Chemotherapy drugs are nonspecific to cancer, and also attack other cells that are rapidly dividing. Most of these cells are hair and skin cells, or cells found in the stomach lining. The chemotherapy attack on these healthy cells causes the side effects characteristic to of this form of treatment (nausea, vomiting, hair loss, etc).
The solution to the problem of the nonspecificity of chemotherapy is making chemo drugs more targeted directly at the tumor cells, if possible. One way to do this is by linking or conjugating a potent chemotherapy drug to an antibody custom-targeted at cancerous tumor cells. Most monoclonal antibodies tested as drugs don’t turn out to be very effective. But, as Clay Seigall – the CEO of Seattle Genetics – points out, “Drug conjugates can empower an antibody. The vast majority of antibodies are just not very potent on their own.”

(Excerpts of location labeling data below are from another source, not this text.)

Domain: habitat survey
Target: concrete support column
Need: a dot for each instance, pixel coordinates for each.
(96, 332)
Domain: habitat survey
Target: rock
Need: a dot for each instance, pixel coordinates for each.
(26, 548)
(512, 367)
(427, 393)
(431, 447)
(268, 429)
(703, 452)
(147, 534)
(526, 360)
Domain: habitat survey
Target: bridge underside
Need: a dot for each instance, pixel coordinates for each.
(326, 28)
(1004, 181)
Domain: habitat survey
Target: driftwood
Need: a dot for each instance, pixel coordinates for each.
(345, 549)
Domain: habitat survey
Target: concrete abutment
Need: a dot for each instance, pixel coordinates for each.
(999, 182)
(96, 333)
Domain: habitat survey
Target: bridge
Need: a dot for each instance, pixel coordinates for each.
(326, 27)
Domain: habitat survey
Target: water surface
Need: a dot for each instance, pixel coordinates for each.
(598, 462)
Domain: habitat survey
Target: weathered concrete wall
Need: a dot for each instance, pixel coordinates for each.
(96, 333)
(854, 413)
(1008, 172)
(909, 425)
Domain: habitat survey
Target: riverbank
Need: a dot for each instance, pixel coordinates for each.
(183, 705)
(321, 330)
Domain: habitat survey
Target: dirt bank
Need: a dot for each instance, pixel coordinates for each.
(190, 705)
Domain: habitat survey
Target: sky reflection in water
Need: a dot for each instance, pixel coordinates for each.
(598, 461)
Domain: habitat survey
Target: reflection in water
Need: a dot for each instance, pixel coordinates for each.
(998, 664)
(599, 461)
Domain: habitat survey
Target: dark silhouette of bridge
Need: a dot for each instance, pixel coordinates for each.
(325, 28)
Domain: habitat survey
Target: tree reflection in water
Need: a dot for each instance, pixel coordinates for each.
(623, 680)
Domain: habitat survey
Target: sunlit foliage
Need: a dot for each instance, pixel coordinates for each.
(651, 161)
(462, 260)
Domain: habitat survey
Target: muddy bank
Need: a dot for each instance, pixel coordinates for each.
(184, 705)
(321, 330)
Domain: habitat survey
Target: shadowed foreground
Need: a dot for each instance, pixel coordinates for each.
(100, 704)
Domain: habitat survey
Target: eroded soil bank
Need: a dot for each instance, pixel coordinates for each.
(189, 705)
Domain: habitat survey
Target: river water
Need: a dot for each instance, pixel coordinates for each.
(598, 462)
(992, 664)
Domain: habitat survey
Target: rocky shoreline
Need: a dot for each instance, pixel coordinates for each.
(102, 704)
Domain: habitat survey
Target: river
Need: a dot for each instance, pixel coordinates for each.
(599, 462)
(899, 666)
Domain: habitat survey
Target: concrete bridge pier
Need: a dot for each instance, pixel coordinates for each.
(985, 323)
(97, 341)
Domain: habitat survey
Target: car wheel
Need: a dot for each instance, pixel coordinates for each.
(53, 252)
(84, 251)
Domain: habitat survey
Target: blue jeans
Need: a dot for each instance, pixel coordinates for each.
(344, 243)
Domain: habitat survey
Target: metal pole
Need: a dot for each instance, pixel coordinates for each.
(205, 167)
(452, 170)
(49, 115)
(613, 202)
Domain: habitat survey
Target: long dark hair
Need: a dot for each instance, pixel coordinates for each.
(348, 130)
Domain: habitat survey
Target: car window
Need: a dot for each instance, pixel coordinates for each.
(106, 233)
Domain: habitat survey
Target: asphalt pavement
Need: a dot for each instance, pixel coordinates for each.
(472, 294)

At this year’s ASCO meeting being held right now in Chicago, a new drug in Phase III development at Genentech named TDM-1 combines the potency of chemotherapy mertansine with the specificity of an antibody to the Her2 protein implicated in many breast cancers. The title of the presentation that reveals late stage clinical trial data for TDM-1 is, “Hitching a ride on a therapeutic antibody,” presented by Dr. Howard Burris. With this novel approach to treating cancer, chemotherapy is considered the hitchhiker being ferried to the cancer cell by the anti-Her2 antibody to knockout the malignant cell.